Tuesday, February 3, 2009

Unsolicited Advice #13: Western Wear

The fortunate but indigent recipient of an invitation to a dinner in a nice restaurant may ask herself, “What the devil do I wear?”

We here at Practical Aesthetics are uniquely positioned to answer this question. We are intermittently indigent and consistently only willing to shop at thrift stores on half off day. But even given our limited access to the newest fashions in Portland’s Pearl District boutiques and Boulder’s Pearl Street salons, we manage to be fabulously dressed for all our fancy dinner dates.

The secret is to be young, to pay attention to color and fabric, and to not care what’s cool. Until recently we had no idea how important the first condition was. But as we approach our late twenties (we’re rat Aquarius and rat Pisces here), we are beginning to notice the toll of late nights in confusing loud bars, late nights in paper writing agony, late nights in proof writing agony, and early mornings with the dog.

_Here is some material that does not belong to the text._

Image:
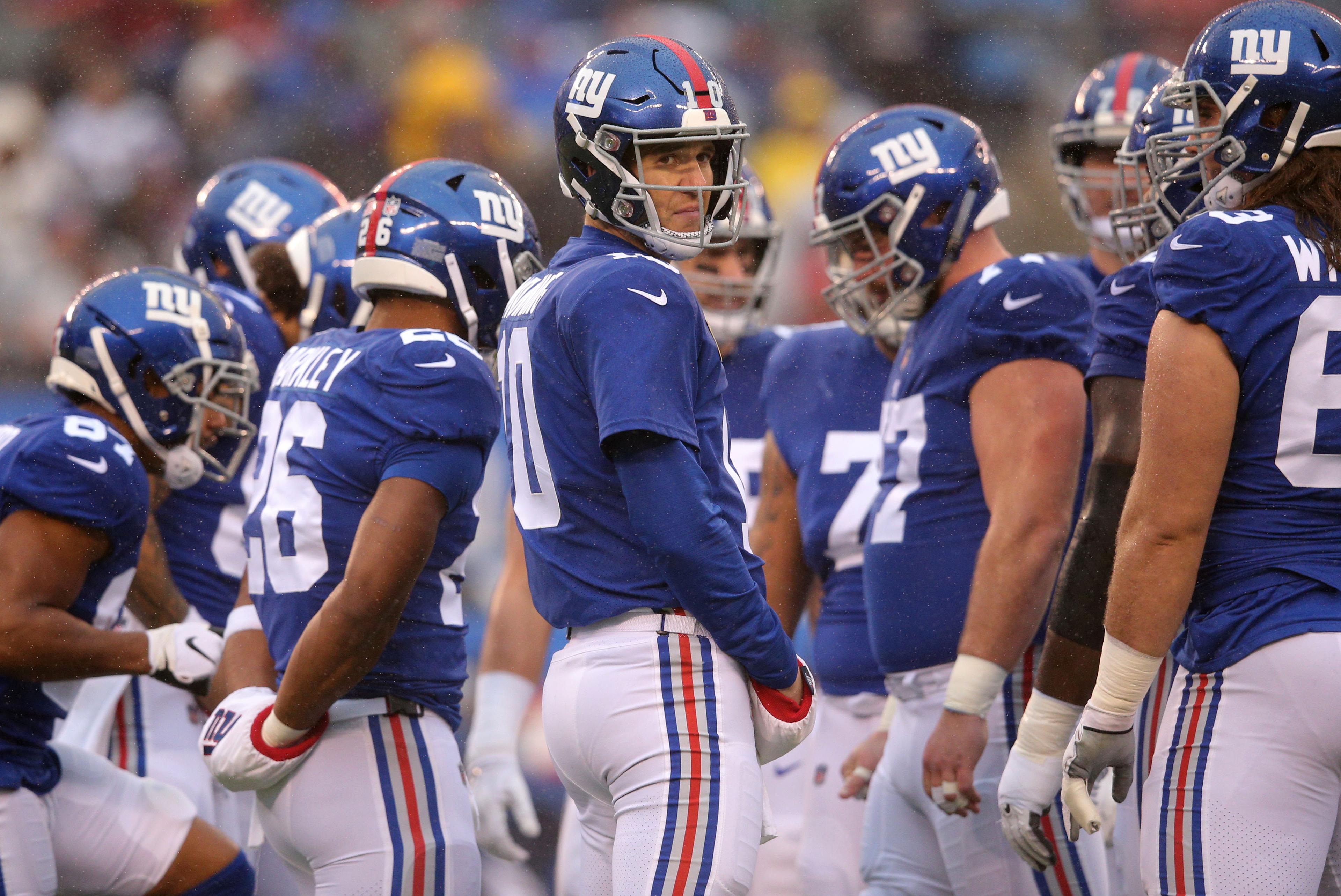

But while we’re all still young…

Do: Have the courage to drag your 80's prom dress out of the closet and sport it with an appropriate fake fur shawl.  It's just hotter that way.
Don’t: Wear anything new, except shoes, gloves, and outer wear.
Do: Wear gaudy, gaudy costume jewelry made before 1955.
Don’t: Wear any jewelry made after 1955 unless your grandmother or some other benefactor gave it to you.
Do: Wear a scarf that matches whatever you’ve got on your legs.
Don’t: Match your handbag with your shoes unless you’re trying to look crazy.
Do: Wear a dress instead of a skirt and a blouse.  Pants are right out unless you have an unusually persuasive pair of culottes.   
Don’t: Wear a dress, hose, and shoes all of the same color. 
Do: Wear clean clothes, fresh hosiery, and a properly sized slip.
Don’t: Wear anything with holes in it unless the holes are conveniently located on the back of the garment and you are prepared to engage in acrobatic feats in order to remain facing your date at all times.  We only recommend going to these lengths for truly amazing articles.
Do: Wear cowboy boots, even if they're scuffed. They're likely to be your best shoes.


Jeff H. said...

Hmm... I'll print this out.

gander said...

There is an unaccountable error in this post. Seaspawn and Seawrack and I are actually a dog-Aquarius and a dog-Pieces, not rats like it says above. Readers following along at home may have severely miscalculated our ages. We apologize.


June Bug's Momma said...

Pants are right out, huh? I'm stoked to don that 80's prom dress with my cowboy boots.